This is a forked off issue of Steven's comment on the installer localization patch. Here he suggests we should extend t() to support escaping and escaping + placeholder display of text without calling the actual functions. Much like db_query() does the escaping magic when needed.

My approach to the issue is to extend on what we have now, instead of redefining the prefixes as Steven indicated. %value would be kept for simple substitution, but %@value is introduced for placeholder substitution (so that check_plain() is called and em tags are added around the value by default). Pros of this approach is that a lot of code becomes more readable, and that the installer support would become easier (by using this syntax there, not by using the t() function itself). The con is that t() always performs a foreach on arguments, which takes a small amount of time.

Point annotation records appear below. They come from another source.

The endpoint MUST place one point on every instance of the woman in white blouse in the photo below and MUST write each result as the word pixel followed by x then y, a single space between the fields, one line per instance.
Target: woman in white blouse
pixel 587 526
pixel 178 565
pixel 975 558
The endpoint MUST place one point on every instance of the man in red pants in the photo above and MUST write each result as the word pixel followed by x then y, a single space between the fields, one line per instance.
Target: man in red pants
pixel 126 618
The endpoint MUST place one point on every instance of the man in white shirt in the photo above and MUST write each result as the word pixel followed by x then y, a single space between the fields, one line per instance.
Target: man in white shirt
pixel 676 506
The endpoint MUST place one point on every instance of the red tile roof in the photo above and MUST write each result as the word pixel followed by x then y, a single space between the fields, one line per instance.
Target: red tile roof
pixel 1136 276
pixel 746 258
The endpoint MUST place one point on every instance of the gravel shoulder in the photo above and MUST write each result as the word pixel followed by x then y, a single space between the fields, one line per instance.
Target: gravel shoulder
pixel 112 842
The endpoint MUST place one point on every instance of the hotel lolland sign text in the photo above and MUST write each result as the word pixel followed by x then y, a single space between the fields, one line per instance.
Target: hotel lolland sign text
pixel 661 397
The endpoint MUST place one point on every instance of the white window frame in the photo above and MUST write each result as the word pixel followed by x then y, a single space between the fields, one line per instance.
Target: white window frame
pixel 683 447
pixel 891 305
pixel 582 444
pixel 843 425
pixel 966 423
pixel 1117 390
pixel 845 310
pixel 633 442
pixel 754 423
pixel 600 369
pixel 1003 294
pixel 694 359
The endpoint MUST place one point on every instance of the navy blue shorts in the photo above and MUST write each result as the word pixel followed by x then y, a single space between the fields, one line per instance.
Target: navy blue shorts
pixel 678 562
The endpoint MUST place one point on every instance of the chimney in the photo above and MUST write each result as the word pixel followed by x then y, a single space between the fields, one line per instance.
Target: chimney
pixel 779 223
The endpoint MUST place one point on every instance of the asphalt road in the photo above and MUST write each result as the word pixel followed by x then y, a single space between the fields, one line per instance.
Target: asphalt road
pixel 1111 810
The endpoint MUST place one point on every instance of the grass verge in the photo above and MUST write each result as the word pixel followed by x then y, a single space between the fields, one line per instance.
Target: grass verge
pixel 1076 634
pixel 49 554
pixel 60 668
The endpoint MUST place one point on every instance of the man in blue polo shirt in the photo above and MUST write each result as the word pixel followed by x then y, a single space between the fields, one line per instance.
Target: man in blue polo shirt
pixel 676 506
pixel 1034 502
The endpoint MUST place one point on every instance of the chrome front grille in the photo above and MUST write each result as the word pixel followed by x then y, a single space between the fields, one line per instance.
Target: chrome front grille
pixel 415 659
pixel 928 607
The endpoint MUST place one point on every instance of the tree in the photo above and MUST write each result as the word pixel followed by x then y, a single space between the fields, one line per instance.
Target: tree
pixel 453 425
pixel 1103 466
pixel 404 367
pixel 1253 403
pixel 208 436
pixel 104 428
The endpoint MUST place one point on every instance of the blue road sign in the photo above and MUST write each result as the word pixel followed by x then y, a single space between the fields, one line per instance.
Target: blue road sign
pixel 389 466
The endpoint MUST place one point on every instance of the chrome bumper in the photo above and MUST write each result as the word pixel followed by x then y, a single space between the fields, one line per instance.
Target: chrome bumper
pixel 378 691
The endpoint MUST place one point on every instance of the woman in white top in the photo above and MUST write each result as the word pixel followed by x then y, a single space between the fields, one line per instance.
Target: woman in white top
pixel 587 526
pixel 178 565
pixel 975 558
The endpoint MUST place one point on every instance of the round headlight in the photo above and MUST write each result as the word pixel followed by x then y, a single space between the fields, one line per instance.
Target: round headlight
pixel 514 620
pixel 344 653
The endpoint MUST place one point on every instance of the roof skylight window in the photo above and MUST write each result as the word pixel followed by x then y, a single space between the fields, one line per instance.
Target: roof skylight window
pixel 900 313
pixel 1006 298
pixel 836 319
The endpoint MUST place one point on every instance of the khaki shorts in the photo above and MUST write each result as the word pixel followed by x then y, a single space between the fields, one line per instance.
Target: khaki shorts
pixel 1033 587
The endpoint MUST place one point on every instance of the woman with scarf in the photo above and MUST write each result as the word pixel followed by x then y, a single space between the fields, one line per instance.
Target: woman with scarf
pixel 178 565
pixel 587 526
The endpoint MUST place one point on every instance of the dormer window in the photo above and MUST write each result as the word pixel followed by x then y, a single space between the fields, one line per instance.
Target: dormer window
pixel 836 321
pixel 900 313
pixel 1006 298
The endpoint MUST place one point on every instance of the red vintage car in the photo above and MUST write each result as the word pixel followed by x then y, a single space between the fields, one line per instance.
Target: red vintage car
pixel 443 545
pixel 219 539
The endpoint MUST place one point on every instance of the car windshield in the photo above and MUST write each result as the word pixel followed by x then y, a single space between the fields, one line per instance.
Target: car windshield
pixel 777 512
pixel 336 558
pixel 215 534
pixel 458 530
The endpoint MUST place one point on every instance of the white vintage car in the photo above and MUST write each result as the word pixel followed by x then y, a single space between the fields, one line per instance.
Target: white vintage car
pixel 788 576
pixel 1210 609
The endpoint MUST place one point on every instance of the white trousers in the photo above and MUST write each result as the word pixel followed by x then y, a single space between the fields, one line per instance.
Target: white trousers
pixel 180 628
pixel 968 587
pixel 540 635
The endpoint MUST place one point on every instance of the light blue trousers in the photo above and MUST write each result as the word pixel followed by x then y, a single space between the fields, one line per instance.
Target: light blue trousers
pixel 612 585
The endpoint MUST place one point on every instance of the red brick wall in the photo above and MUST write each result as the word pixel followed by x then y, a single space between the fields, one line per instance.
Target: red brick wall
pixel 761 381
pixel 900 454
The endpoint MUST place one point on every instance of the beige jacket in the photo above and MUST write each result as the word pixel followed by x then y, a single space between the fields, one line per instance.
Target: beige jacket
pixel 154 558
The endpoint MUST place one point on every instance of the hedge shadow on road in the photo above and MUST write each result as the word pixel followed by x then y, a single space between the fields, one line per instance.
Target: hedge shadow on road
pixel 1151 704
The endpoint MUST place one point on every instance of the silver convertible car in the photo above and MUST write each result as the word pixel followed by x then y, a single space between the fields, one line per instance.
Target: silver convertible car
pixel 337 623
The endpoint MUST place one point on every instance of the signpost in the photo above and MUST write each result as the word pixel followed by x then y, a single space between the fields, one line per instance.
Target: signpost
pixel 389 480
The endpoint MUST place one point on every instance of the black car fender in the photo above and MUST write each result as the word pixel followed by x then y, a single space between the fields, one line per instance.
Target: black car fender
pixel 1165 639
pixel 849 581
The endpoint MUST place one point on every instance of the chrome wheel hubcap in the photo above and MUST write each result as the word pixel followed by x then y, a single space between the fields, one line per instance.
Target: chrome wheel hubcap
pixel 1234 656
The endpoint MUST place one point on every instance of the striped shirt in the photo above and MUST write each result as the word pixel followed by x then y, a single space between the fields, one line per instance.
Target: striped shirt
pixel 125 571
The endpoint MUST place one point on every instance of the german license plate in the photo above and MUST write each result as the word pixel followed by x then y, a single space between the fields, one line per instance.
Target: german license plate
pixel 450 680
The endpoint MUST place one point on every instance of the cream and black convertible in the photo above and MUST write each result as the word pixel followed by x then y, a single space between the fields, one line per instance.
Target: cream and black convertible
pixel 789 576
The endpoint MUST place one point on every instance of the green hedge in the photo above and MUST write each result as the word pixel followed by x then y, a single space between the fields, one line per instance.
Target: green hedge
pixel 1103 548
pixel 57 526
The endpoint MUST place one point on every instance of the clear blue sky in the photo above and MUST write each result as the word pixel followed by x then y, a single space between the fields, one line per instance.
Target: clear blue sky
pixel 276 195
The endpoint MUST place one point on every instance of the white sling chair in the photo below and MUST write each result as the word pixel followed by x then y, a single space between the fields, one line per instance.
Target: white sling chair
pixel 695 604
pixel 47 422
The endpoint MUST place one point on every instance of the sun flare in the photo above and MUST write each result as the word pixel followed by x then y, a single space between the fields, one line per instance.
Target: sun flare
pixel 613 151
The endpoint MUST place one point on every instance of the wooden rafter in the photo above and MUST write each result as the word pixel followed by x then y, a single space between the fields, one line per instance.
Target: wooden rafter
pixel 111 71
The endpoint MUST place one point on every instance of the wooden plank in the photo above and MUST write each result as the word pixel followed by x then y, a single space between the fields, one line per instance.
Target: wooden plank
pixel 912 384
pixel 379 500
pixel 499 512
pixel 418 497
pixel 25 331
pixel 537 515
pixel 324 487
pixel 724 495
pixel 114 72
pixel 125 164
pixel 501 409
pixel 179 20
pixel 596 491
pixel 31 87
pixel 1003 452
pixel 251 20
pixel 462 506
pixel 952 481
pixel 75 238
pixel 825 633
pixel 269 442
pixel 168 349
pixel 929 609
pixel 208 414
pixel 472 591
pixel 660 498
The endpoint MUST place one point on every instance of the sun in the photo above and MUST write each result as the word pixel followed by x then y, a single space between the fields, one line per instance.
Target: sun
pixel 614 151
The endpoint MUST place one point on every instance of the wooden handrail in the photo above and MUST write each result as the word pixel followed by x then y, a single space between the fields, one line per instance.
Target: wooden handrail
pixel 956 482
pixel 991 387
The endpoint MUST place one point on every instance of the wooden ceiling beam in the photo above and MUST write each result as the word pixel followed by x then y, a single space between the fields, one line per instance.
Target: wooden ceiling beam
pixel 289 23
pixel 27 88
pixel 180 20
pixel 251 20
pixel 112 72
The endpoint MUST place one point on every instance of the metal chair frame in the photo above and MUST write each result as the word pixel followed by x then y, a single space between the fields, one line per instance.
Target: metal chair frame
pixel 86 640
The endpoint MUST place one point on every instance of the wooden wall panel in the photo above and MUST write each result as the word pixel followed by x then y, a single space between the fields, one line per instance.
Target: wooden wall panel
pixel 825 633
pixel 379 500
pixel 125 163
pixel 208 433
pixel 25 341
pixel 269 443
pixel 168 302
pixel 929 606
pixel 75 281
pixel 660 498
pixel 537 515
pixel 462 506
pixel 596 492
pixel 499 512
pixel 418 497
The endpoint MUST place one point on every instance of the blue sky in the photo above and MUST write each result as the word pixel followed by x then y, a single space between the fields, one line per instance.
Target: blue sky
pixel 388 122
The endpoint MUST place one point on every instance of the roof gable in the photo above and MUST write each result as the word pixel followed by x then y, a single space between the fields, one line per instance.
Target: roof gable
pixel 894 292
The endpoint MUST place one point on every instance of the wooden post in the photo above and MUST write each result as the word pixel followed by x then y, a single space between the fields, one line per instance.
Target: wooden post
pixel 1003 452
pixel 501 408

The attached patch is only a small fraction of t() calls changed (only include files). Since this needs to be done manually, I would not go into modules and core themes before a method is agreed upon, so my work is not thrown out. I have also been unable to find only check_plain()-d arguments in include files, so not implemented support for them (yet?).

Comments

Steven’s picture

StatusFileSize
new280.35 KB

Actually I already have a finished conversion of core sitting here. I just got busy with eaton's install patch :/.

For those who just tuned in:

This patch tries to address the fact that nearly every call to t() uses check_plain() or theme('placeholder') on its arguments (or at least that's what people should be doing). Putting theme('placeholder') calls inside a t()-argument array means a lot of nesting, a lot of long lines and code that is hard to read.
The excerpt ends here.